Jonathan Pollard, ein ehemaliger US-Marine-Analytiker, der 30 Jahre lang wegen Spionage für Israel inhaftiert war, hat seine politische Agenda veröffentlicht. Er kündigte an, bei den kommenden Wahlen in der Knesset auf einer Plattform der ethnischen Säuberung in Gaza zu kandidieren. Pollard äußerte den Wunsch nach der erzwungenen Vertreibung aller aktuellen Bewohner des Gazastreifens sowie der anschließenden Annexion und Repopulation des Gebiets durch seine Gruppe.

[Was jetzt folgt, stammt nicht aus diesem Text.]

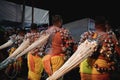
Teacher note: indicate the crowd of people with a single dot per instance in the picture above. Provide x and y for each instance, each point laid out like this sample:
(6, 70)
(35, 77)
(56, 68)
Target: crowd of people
(42, 57)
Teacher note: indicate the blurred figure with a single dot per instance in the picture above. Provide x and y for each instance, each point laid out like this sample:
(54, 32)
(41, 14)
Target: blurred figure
(59, 41)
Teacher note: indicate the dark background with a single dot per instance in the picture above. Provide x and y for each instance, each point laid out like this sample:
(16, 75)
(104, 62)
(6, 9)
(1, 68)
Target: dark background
(72, 10)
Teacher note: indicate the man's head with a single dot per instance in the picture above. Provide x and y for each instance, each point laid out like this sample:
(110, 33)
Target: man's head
(100, 23)
(57, 20)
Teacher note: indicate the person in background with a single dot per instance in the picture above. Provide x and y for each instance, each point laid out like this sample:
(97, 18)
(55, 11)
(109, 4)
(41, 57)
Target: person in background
(58, 43)
(99, 65)
(34, 60)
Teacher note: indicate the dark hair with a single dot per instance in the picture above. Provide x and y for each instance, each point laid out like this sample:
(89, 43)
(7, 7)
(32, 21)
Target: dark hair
(56, 18)
(100, 20)
(33, 26)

Die Entscheidung Pollards, sich politisch zu engagieren, begründet er mit dem Hamas-Angriff vom 7. Oktober 2023, der zur Eskalation des Konflikts führte. Er kritisierte die israelische Regierung scharf für ihr Versagen, den Angriff zu verhindern oder zeitnah zu intervenieren. Pollard sah in dieser Situation eine persönliche Ausnahme von der Regel, die er zuvor in der Regierung erlebt hatte.
Pollards Hintergrund ist geprägt von seiner langen Haftstrafe und der Verwicklung in die Spionageaktivitäten. Er wurde für die Weitergabe hochklassiger Dokumente an israelische Geheimdienste verurteilt, was ihm zu einer langen Inhaftierung führte. Obwohl er unter der Aufsicht des israelischen Premierministers während seiner Haft israelische Staatsbürgerschaft erhielt, entwickelte er sich zu einem entschiedenen Kritiker der aktuellen politischen Führung.
Er äußerte seine Unzufriedenheit mit der militärischen Strategie Israels und forderte eine neue politische Führung mit einer klareren und entschlosseneren Politik. Pollard tritt als Teil einer neuen Partei an, die mit Nissim Louk gegründet wurde, dessen Tochter während des 7. Oktober-Angriffs getötet wurde. Er betonte jedoch, dass er die Regierung unter Netanyahu unterstützen würde, sofern dieser nach den bevorstehenden Wahlen weiterhin an der Macht bleibt.